Yaakov Handeli UNESCO 2014

Yaakov Handeli was born in a middle-class Jewish family on July 23, 1927 in Salonika, Greece. He was the youngest of six children; he had two brothers and
three sisters. His father, Shlomoh, co-owned a building material business. Ladino speaker at home, Yaakov attended a private, Ladino-language primary school and a
Gymnasium, where he studied in Greek.

After the German invasion of Salonika on April 8, 1941, Shlomoh and his two partners lost the business to the occupying authorities. During ghettoization in 1943, the Handeli family was forced into a ghetto established in the Baron Hirsch district of Salonika. A week later, they were deported to Auschwitz in Poland. The last time Yaakov saw his parents and two sisters was the night they arrived in the concentration camp: they were loaded on trucks and taken to the Auschwitz II-Birkenau crematoria. Yaakov, along with his brothers, wound up in the Auschwitz I section of the camp. He was then transferred to the Auschwitz III-Monowitz labor camp and from there to Gleiwitz, Mittelbau-Dora, and Bergen-Belsen concentration camps in Germany. Yaakov was liberated from Bergen-Belsen on April 15, 1945, by British military forces.
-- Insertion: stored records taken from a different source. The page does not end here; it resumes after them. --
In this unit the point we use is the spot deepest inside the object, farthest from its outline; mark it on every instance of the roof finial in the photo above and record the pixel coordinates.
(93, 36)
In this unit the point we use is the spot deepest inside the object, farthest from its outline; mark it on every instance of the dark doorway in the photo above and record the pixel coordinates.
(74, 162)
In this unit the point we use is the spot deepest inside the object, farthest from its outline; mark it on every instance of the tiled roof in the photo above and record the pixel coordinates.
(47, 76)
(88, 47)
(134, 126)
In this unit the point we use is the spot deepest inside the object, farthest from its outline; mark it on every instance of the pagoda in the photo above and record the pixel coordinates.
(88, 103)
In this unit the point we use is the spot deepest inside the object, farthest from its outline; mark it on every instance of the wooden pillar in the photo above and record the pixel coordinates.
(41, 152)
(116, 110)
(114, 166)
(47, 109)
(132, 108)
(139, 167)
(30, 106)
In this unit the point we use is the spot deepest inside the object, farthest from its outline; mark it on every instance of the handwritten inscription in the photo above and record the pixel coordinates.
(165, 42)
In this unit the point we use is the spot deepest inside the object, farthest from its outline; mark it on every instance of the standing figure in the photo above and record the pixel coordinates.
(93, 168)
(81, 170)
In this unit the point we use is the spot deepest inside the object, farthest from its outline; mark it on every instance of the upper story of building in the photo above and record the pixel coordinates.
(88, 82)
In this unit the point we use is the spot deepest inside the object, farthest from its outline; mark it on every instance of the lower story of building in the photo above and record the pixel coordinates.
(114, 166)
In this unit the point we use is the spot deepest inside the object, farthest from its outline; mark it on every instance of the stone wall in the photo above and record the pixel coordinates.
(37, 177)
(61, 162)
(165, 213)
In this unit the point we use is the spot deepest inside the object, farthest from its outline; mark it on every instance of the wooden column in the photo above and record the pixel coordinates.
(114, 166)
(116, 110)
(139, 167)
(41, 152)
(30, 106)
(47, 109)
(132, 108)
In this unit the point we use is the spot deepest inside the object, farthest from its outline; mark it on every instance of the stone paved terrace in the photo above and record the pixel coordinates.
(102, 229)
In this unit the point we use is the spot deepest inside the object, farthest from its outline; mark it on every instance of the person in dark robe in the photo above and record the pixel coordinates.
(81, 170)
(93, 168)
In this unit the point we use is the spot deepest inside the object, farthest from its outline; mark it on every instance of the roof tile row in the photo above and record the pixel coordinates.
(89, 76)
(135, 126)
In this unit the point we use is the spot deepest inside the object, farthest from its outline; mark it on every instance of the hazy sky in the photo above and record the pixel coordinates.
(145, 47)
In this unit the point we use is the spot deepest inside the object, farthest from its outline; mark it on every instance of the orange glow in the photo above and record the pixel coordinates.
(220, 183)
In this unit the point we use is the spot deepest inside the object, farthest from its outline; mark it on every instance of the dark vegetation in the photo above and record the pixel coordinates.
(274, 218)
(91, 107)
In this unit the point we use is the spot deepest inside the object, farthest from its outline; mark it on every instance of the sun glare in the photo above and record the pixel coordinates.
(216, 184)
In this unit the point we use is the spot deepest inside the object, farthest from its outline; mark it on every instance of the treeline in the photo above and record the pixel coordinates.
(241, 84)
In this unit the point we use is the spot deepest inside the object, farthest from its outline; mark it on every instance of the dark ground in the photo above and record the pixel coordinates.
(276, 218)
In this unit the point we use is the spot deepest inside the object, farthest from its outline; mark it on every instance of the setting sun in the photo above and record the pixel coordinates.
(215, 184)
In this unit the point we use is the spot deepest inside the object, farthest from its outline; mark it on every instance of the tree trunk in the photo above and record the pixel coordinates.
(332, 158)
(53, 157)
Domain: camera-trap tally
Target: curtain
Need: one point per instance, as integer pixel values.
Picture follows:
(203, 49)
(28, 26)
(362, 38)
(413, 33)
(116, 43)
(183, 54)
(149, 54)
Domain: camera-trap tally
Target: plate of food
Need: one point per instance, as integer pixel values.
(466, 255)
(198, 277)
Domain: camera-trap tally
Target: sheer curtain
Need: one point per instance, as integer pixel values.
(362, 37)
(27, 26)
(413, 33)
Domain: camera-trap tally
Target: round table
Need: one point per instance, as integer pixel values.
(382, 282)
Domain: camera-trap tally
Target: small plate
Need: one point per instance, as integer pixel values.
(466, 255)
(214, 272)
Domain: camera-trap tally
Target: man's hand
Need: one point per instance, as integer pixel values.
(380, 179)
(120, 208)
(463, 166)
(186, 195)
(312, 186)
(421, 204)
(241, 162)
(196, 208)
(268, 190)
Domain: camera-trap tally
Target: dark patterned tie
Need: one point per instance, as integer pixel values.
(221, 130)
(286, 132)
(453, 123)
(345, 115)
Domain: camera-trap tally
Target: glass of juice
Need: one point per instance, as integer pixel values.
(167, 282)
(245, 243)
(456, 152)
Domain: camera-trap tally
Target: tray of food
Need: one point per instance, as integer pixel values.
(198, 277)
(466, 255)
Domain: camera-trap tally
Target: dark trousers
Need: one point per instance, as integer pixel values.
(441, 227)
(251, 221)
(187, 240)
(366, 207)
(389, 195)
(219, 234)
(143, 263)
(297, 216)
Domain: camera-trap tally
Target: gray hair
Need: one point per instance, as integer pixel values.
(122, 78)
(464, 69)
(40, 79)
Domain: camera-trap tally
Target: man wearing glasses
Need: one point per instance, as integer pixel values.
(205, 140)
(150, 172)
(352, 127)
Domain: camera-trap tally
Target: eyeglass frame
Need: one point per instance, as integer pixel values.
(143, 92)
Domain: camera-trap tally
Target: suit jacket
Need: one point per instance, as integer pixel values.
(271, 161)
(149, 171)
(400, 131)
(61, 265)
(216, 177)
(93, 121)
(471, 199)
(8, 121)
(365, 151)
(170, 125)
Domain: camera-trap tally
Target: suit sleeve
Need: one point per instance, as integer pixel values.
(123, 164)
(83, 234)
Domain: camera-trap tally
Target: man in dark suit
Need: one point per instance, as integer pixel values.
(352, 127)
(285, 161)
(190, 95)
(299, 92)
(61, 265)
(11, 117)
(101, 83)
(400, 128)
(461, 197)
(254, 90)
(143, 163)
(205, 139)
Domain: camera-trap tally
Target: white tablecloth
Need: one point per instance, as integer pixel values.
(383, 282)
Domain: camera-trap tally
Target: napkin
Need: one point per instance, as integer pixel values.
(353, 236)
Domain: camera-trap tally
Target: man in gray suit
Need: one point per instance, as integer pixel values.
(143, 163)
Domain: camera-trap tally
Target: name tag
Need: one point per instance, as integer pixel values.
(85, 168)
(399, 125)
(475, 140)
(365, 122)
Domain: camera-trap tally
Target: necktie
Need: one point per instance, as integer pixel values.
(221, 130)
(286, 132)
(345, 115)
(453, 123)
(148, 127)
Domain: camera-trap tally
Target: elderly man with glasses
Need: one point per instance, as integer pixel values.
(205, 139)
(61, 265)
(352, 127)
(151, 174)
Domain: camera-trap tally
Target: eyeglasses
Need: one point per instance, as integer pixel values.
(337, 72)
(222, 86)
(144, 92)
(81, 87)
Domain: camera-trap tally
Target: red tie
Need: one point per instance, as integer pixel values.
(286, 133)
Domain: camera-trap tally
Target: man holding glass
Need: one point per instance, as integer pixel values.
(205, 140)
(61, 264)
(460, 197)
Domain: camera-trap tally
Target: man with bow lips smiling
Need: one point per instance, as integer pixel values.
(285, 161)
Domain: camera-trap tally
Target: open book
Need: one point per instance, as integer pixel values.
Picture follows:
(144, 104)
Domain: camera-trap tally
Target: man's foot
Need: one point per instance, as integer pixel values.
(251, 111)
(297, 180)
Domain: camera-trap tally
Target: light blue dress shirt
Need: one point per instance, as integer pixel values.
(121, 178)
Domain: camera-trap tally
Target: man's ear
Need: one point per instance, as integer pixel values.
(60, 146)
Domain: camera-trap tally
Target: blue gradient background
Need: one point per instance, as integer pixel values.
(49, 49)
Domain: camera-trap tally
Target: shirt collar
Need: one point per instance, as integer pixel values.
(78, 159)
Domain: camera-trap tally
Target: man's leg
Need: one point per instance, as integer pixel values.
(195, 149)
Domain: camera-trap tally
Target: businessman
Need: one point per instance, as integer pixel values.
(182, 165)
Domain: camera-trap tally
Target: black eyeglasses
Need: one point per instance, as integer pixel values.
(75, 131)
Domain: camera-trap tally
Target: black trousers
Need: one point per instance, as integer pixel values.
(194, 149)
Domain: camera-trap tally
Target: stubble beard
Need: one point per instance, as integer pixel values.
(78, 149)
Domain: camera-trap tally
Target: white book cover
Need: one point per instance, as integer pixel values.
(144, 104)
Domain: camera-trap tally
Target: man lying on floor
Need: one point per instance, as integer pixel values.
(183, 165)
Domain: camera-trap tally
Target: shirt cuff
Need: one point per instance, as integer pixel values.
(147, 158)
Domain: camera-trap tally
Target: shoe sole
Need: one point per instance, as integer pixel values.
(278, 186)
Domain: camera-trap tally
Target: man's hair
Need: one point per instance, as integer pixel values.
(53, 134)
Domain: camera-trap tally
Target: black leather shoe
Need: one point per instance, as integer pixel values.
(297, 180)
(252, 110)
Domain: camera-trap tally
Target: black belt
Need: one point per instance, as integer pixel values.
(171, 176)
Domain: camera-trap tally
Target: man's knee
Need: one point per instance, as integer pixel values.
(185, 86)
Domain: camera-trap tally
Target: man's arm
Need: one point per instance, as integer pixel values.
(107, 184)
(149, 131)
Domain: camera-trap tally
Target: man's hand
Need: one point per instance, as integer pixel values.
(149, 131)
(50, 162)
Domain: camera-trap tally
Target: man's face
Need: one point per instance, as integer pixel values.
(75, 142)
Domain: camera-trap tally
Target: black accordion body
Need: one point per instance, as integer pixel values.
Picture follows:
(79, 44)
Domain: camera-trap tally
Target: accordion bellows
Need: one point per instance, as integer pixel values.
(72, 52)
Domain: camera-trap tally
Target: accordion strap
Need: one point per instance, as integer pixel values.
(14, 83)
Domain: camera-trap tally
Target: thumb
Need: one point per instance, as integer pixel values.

Following post-liberation recovery in Bamberg, Germany, Yaakov received military training from Haganah, the main Jewish resistance organization in Palestine from 1920-1948, in Marseille, France. He arrived in Haifa, Israel, in 1948. In Israel, Yaakov served in the army and worked for the Jewish Agency and the United Jewish Appeal (UJA). At the time of his interview, he was married and had two children.

The interview was conducted on June 12, 1996 in Jerusalem, Israel; interviewer: Na’aman Belkind; videographer: Arnon Kedem.